No corte apresentado [1]:

  • São vistos fascículos orientados longitudinalmente e outros orientados transversalmente. Talvez este tenha sido o motivo para a escolha da língua para ilustrar esta variedade muscular: em qualquer tipo de corte (sagital, coronal ou axial) na língua, encontram-se fibras musculares orientadas em diferentes sentidos (ver seção “Atlas anatômico tridimensional dos músculos da língua” neste texto).
  • Nas fibras com orientação longitudinal, observam-se claramente linhas mais escuras intercalando-se com linhas mais claras. É exatamente este aspecto listrado que confere a esta musculatura o nome de “estriada”. As linhas correspondem a filamentos de actina (bandas claras) ou a filamentos de actina e miosina (bandas escuras). Maiores informações na seção “A célula muscular” deste texto.
  • São vistos claramente diversos fascículos, ou seja, coleções de células musculares reunidas por tecido conjuntivo. O tecido conjuntivo que delimita fascículos musculares é chamado de perimísio. No corte apresentado, especificamente em relação aos fascículos orientados transversalmente, há três deles que estão completos e que possuem 4, 12 e 22 células.
  • No interior da cada fascículo, também é possível visualizar que as células apresentam certa distância entre si. Esta distância é causada pela presença de tecido conjuntivo, o qual, neste caso, recebe o nome de endomísio. A presença do endomísio demonstra outra característica das fibras musculares: elas não se anastomosam, ou seja, não se comunicam entre si.
  • Veem-se claramente células musculares multinucleadas e com os núcleos posicionados na periferia das células. Estas são características específicas das células musculares. Devido à grande extensão das fibras musculares, são necessários diversos núcleos para controlar a síntese de proteínas. Além disso, os núcleos não se posicionam no centro da célula para não interferirem nas suas propriedades contráteis.
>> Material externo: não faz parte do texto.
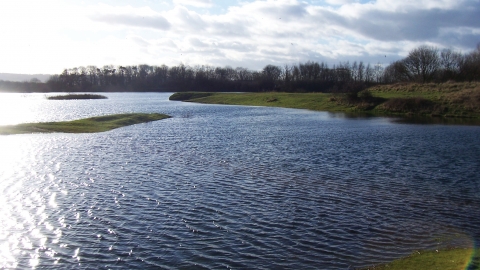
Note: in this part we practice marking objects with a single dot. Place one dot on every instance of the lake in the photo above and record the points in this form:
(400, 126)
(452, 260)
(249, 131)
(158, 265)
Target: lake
(230, 187)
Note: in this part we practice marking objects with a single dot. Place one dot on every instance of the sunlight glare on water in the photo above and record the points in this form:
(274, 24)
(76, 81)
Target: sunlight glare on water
(211, 188)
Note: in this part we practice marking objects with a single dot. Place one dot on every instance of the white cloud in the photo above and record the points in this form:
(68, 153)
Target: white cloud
(195, 3)
(250, 34)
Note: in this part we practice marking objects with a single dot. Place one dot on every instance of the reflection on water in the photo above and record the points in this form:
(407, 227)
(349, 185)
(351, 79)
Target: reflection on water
(424, 120)
(233, 187)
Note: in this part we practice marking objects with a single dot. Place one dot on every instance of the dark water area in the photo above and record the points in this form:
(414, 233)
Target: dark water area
(232, 187)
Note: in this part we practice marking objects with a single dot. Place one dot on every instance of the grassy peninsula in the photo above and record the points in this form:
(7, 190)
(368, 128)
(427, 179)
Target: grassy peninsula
(448, 100)
(453, 259)
(87, 125)
(76, 96)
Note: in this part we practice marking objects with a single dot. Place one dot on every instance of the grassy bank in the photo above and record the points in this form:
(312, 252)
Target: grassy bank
(88, 125)
(76, 96)
(460, 100)
(454, 259)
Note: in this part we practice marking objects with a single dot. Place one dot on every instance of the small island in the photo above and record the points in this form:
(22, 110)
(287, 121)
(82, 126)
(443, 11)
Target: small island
(76, 96)
(460, 100)
(87, 125)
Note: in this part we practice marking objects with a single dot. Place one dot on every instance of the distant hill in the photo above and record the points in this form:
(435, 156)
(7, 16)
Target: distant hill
(23, 77)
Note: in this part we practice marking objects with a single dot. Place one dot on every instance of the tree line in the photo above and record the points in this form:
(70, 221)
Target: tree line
(429, 64)
(309, 76)
(423, 64)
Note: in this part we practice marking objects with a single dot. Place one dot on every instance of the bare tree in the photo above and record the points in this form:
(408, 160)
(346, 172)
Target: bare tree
(422, 63)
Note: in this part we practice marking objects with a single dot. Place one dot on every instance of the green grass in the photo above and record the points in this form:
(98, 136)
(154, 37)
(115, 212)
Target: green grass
(453, 259)
(311, 101)
(76, 96)
(459, 100)
(88, 125)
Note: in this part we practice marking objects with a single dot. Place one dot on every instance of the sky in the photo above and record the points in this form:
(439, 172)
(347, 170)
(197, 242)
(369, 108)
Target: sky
(48, 36)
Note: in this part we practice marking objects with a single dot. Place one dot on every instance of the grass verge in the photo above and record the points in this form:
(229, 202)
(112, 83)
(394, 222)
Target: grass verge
(76, 96)
(453, 259)
(446, 100)
(88, 125)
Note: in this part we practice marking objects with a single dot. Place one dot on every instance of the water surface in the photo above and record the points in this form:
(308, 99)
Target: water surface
(230, 187)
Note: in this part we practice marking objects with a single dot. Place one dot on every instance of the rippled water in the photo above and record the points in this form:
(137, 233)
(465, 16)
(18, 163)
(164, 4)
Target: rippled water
(230, 187)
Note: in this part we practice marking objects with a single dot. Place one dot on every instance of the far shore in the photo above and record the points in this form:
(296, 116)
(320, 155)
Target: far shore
(87, 125)
(446, 100)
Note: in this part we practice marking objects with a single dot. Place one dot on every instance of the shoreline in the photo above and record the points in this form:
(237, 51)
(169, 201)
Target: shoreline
(86, 125)
(447, 102)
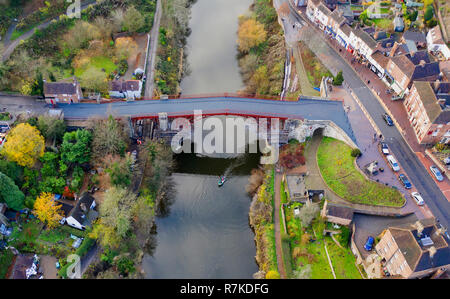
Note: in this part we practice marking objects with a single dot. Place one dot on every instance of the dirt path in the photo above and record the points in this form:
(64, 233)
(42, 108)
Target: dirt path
(278, 246)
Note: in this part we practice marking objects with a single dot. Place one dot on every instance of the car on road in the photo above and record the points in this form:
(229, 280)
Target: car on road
(404, 181)
(369, 243)
(384, 148)
(393, 163)
(388, 119)
(417, 198)
(437, 174)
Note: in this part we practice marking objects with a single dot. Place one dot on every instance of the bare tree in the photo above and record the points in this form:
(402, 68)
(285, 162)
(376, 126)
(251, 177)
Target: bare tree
(308, 212)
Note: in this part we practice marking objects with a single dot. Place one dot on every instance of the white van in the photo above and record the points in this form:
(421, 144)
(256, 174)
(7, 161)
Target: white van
(393, 163)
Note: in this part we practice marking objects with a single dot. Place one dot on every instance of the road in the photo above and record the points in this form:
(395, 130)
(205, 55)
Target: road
(418, 175)
(150, 71)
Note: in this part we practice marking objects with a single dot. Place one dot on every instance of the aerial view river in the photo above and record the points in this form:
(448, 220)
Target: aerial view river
(206, 234)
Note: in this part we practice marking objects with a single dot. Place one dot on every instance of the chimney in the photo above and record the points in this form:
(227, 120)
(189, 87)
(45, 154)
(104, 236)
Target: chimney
(432, 250)
(436, 86)
(418, 225)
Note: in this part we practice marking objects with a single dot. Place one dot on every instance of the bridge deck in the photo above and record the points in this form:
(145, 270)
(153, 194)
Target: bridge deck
(311, 109)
Ainda no atlas de histologia [1], o capítulo “Aparelho digestivo” apresenta uma subseção específica sobre a língua (pp. 82-85). As três lâminas apresentadas descrevem a língua como um todo e não apenas em seu aspecto muscular. É dada bastante ênfase para as papilas gustativas, para as diferenças entre a mucosa do dorso e do ventre e também para as glândulas.

No livro-texto de histologia que foi consultado [2], há o capítulo “Células contráteis”, que analisa principalmente o processo molecular de contração muscular. No capítulo “O trato alimentar”, há uma seção específica para a língua. Neste seção, são descritos todos os tecidos que compõem a língua, com grande ênfase para as papilas gustativas. A musculatura da língua é descrita brevemente: como sendo formada por fibras que se organizam em diversos (sentidos longitudinal, vertical, transversal e oblíqua) e que isso é importante para a mobilidade da língua.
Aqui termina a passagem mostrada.